FASANO – Non è stato un semplice concerto, ma un rito collettivo, un viaggio sentimentale tracciato tra le pieghe di una musica che ha segnato l’anima di un’intera epoca. Ieri sera, venerdì 23 gennaio, il Teatro Kennedy ha ospitato uno degli appuntamenti più suggestivi della 43ª Stagione Concertistica di Fasanomusica: l’omaggio a Pino Daniele intitolato “Il cielo è pieno di stelle”.

Protagonisti assoluti due giganti del jazz contemporaneo, Fabrizio Bosso alla tromba e Julian Oliver Mazzariello al pianoforte. Quella che si è sprigionata sul palco non è stata solo tecnica sopraffina, ma una complicità umana quasi telepatica. Il duo ha esplorato l’universo sonoro del “mascalzone latino” con arrangiamenti raffinati, capaci di fondere il calore del Mediterraneo con le geometrie eleganti del jazz.

Prima dei saluti finali, la serata si è tinta di una sfumatura umana profonda. Fabrizio Bosso ha voluto dedicare un pensiero pubblico e commosso al suo amico fraterno, il musicista fasanese Vincenzo Deluci, assente in sala a causa di un malanno di stagione.
Bosso ha condiviso con la platea il racconto di un pomeriggio speciale trascorso poco prima del concerto: il trombettista ha infatti visitato la sede di AccordiAbili, la scuola di musica inclusiva fondata da Deluci, per suonare insieme ai ragazzi dell’associazione. Un momento di altissimo valore sociale che ha testimoniato come la musica, nelle mani di artisti come Bosso, sia prima di tutto uno strumento di abbattimento delle barriere e di condivisione autentica.

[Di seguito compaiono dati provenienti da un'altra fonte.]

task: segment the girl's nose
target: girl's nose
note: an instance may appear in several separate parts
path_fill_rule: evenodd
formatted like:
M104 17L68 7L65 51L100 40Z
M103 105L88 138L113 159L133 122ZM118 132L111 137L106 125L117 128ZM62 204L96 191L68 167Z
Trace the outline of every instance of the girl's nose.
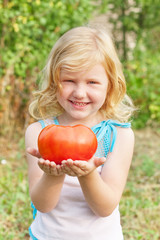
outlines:
M86 90L84 86L76 86L73 92L73 96L77 99L82 99L86 96Z

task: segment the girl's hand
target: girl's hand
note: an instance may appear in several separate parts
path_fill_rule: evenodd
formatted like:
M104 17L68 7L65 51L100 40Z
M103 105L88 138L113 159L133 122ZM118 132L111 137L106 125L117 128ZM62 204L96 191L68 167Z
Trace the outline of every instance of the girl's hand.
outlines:
M34 157L38 158L38 165L42 169L43 172L45 172L47 175L52 176L61 176L64 173L61 170L60 165L56 165L55 162L50 162L49 160L44 160L41 158L41 155L38 150L35 148L28 148L27 152L31 154Z
M97 167L104 164L106 158L97 158L93 157L89 161L73 161L72 159L63 160L61 169L62 171L69 176L85 176L95 170Z

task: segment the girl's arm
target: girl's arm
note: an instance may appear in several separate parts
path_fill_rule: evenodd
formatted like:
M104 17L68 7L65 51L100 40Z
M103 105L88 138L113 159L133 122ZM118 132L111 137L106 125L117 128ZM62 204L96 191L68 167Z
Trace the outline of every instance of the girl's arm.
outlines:
M108 216L119 204L131 165L133 148L133 131L130 128L117 128L114 151L105 162L101 175L94 170L78 178L85 199L95 214Z
M57 171L57 166L49 161L44 161L36 149L37 139L42 130L40 123L31 124L25 134L25 143L28 162L29 192L31 200L41 212L49 212L53 209L60 196L65 175ZM43 170L42 170L43 169ZM52 174L48 174L52 169Z

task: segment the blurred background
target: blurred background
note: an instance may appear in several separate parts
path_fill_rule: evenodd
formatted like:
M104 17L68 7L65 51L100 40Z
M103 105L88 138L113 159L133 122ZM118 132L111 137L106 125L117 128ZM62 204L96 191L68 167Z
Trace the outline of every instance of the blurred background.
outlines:
M125 239L160 239L159 0L0 0L0 240L28 239L32 216L24 132L33 121L32 92L54 42L88 23L112 33L128 94L139 109L120 205Z

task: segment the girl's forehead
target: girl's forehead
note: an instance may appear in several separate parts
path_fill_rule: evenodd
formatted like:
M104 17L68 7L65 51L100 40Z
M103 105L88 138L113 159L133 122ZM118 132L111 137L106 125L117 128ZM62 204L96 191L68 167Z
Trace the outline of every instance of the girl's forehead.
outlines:
M87 76L91 76L91 77L94 77L94 76L99 76L99 75L106 75L106 71L105 71L105 68L103 67L102 64L95 64L93 66L91 66L90 68L86 68L86 69L82 69L82 70L74 70L72 69L69 70L69 69L61 69L60 71L60 77L63 77L63 76L69 76L69 77L74 77L74 76L84 76L84 75L87 75Z

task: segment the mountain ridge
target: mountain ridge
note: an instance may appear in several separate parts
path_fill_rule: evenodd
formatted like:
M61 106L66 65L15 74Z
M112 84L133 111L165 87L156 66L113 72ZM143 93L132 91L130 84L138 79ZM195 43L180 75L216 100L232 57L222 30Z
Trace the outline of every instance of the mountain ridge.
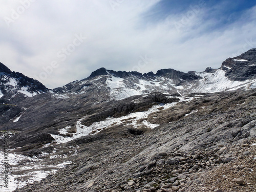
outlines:
M11 88L10 97L0 99L0 144L8 133L11 190L233 191L240 176L246 184L236 184L238 191L253 191L253 55L201 72L100 68L30 97L18 86L12 94L27 78L0 65L1 86Z

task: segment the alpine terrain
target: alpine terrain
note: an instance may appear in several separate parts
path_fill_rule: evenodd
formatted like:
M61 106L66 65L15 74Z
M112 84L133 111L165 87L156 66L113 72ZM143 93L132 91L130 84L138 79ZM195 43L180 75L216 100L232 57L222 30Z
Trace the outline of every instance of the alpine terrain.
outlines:
M0 63L0 191L256 191L255 88L256 49L53 90Z

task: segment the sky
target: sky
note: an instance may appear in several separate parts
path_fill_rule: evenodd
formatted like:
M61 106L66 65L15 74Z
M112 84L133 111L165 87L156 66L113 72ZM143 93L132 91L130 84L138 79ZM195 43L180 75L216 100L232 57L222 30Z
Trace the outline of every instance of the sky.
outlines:
M49 88L101 67L219 68L256 48L251 0L0 1L0 62Z

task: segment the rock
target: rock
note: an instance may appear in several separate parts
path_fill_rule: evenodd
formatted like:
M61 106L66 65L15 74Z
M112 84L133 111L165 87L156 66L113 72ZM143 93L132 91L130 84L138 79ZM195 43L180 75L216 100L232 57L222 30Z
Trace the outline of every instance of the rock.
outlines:
M235 178L233 179L232 181L235 182L236 183L239 184L239 185L242 185L243 183L243 180L241 178Z
M172 189L173 189L173 190L175 190L175 191L178 191L179 190L179 188L180 188L180 187L179 187L178 186L173 186L172 187Z
M221 155L223 153L225 150L226 150L226 148L227 148L226 146L224 146L220 149L220 150L218 152L219 154Z
M90 183L88 186L87 186L87 188L89 188L90 187L92 187L93 185L94 185L94 182L92 182L91 183Z
M128 185L130 186L133 186L135 184L135 183L133 180L131 180L128 182Z
M227 157L227 158L225 158L223 162L224 163L228 163L228 162L230 162L231 160L232 160L231 158L230 158L230 157Z
M150 187L150 189L151 190L151 192L155 192L156 190L154 187Z
M187 176L186 176L186 175L184 174L180 174L178 176L177 178L178 179L181 180L183 179L186 179L187 178Z
M175 181L178 179L177 177L172 177L167 180L167 181L170 183L174 183Z
M163 157L163 156L167 156L167 154L166 153L159 153L158 154L158 157Z

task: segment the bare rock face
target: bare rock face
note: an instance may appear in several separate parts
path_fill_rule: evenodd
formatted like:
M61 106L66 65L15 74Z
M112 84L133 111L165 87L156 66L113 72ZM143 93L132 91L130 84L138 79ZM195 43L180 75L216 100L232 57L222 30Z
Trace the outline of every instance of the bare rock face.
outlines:
M8 131L22 159L12 174L48 174L15 191L253 191L255 54L198 73L100 68L51 92L0 63L0 144Z
M252 49L241 55L229 58L222 63L225 76L231 80L244 81L256 77L256 49Z

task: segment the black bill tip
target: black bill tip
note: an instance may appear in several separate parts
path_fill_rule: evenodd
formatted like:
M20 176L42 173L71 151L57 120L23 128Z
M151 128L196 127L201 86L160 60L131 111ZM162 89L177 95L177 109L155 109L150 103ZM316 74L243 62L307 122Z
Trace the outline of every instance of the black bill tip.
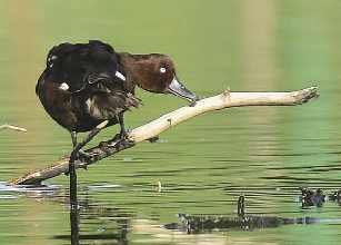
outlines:
M190 91L177 77L168 86L168 92L190 101L191 107L195 106L197 101L200 100L199 96Z

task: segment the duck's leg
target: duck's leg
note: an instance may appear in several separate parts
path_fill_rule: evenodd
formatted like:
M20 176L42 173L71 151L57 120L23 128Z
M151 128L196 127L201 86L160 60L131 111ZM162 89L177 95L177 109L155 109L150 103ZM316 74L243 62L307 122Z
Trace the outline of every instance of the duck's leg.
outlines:
M120 131L120 139L128 139L128 134L126 131L126 127L124 127L124 119L123 119L123 114L118 114L118 121L120 122L121 126L121 131Z
M74 147L78 145L77 133L76 131L70 131L70 135L71 135L72 146L73 146L72 149L74 149ZM79 159L79 157L82 157L87 161L88 159L91 159L92 156L93 156L92 154L87 154L86 151L80 149L77 153L76 159Z
M72 145L73 148L77 146L77 133L76 131L70 131L71 134L71 139L72 139Z

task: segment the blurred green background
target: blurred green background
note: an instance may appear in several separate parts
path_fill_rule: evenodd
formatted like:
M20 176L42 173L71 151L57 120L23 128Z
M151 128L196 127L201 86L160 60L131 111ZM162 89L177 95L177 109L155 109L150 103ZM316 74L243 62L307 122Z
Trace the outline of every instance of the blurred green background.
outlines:
M340 187L341 1L1 0L0 13L0 125L28 129L1 131L0 180L70 153L69 133L46 114L34 95L36 82L53 46L99 39L117 51L169 55L179 78L202 98L227 87L289 91L313 85L321 97L300 107L202 115L162 134L159 144L140 144L80 170L80 199L92 207L81 216L81 234L98 234L98 244L117 244L101 235L121 231L123 215L132 227L132 244L340 243L340 224L204 237L156 227L177 222L179 212L234 215L241 193L251 214L341 215L335 204L303 210L294 202L300 185L330 192ZM128 127L187 105L141 89L137 95L144 106L127 112ZM118 130L106 129L96 140ZM158 180L162 195L156 192ZM68 244L60 238L70 233L68 178L46 184L53 192L28 195L3 187L3 244Z

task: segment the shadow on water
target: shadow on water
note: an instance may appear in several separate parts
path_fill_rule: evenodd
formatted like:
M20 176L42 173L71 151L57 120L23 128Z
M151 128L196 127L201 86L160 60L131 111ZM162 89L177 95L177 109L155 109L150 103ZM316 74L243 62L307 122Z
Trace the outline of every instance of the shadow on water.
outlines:
M120 188L120 185L92 185L88 189L100 192L106 189ZM329 197L321 189L301 188L302 195L297 202L302 204L302 208L309 206L322 206L328 200L340 205L341 190L333 193ZM341 223L340 218L319 217L279 217L245 214L244 196L240 196L235 202L237 216L229 215L187 215L178 214L180 222L160 224L153 219L138 218L134 212L127 212L120 208L108 206L104 202L82 197L79 200L79 208L71 209L69 197L62 185L42 186L6 186L0 183L0 199L4 198L29 198L32 200L43 200L61 204L70 212L70 234L56 234L52 241L64 241L66 244L129 244L128 235L131 233L153 236L153 243L167 242L171 239L185 241L195 235L208 235L198 239L209 239L207 244L220 244L221 237L212 232L253 231L263 228L279 228L283 225L311 225L320 223ZM88 231L87 224L96 223L97 231ZM107 223L107 224L104 224ZM108 227L110 223L111 228ZM39 226L39 224L37 224ZM107 226L107 227L106 227ZM103 227L103 228L102 228ZM114 227L114 228L112 228ZM132 232L133 231L133 232ZM161 238L162 237L162 238ZM220 241L220 242L219 242ZM144 241L146 242L146 241Z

L’evento ha poi raggiunto il suo apice scenico quando, approfittando dell’oscurità della sala e di un ipnotico assolo di Mazzariello, Bosso è sceso in platea, continuando a suonare la sua tromba seduto tra gli spettatori. Una scelta che ha trasformato il concerto in un abbraccio intimo, culminato sulle note di “Se mi vuoi”: qui il musicista ha chiesto al pubblico di cantare il celebre duetto di Pino Daniele e Irene Grandi, chiudendo la serata con una performance corale da brividi.

L’evento si è concluso in un tripudio di emozioni: un teatro gremito e un pubblico visibilmente appagato hanno salutato gli artisti con un lunghissimo e fragoroso applauso, consacrando la serata come una delle tappe più umane e luminose della stagione 2025/2026.